In 2014, Samuel Little was convicted of killing three Los Angeles-area women in separate attacks back in the late 1980s. He was serving life sentences when authorities say he confessed this year to killing dozens more people in 20 different states since 1970.

By The Associated Press
Sam Little

A 78-year-old prisoner who says he killed about 90 people over nearly four decades as he moved around the country pleaded guilty to murder Thursday in the 1994 strangulation of a Texas woman.

Samuel Little entered his plea in the West Texas city of Odessa, where the body of Denise Christie Brothers was discovered in a vacant lot about a month after she disappeared. He received another life prison term, Ector County District Attorney Bobby Bland said in a statement.

"Due to the efforts of law enforcement agencies from around the country, dozens of victims' families now have answers," Bland said. "Although this is a conviction in Ector County, Texas, I hope it will serve as justice for all those atrocious murders committed across this nation in this unprecedented era of terror and mayhem caused by Samuel Little."

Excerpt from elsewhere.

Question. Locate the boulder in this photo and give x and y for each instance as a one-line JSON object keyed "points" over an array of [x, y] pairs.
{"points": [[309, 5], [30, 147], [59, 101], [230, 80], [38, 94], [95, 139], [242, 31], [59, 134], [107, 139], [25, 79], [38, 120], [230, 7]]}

Little was convicted in 2014 of killing three Los Angeles-area women in separate attacks in the late 1980s and was serving life sentences when authorities say he confessed this year to killing dozens more people in 20 states since 1970.

Those confessions, which often included a level of detail and recall that authorities say was uncanny, spurred investigators from Florida to California to review old murder cases. An FBI spokesman said thus far, investigators have concluded that Little was the killer in 36 cases, including the killing of Brothers and the three in the Los Angeles-area that landed him in prison. But Bland said in his statement more than 40 cases have been confirmed. He later explained that he received that number from Texas Rangers, an elite investigative agency that has relayed details of Little's confessions to law officers in other states. Little detailed the killings in a series of conversations with Ranger James Holland.

Most recently, police in Tennessee linked Little to the death of Martha Cunningham, a Knoxville woman whose body was found in a wooded area by a road in 1975. Even though Cunningham was bruised and nude from the waist down when her body was found, detectives attributed her death to natural causes, according to the Knoxville News Sentinel.

With at least three-dozen confirmed deaths, Little is already among the most prolific known serial killers in American history. Gary Ridgway, the so-called Green River killer who is serving life in prison, pleaded guilty to killing 49 women and girls, making him the deadliest serial killer in terms of confirmed kills, though he has said he likely killed more than 71 people. Ted Bundy confessed to 30 homicides from about 1974 to 1978 and John Wayne Gacy killed at least 33 young men and boys in the 1970s. Both of them were executed.

Little, who is in poor health and relies on a wheelchair, offered his confessions as a bargaining chip to be moved from the Los Angeles County prison where he was being held, the FBI said last month. But Bland said Thursday that Little will return to California to serve his life term.

Little, who also went by the name Samuel McDowell, targeted vulnerable women who were often involved in prostitution and addicted to drugs, authorities have said. Once a competitive boxer, he usually stunned or knocked out his victims with powerful punches before he strangled them while masturbating.

"With no stab marks or bullet wounds, many of these deaths were not classified as homicides but attributed to drug overdoses, accidents, or natural causes," the FBI said.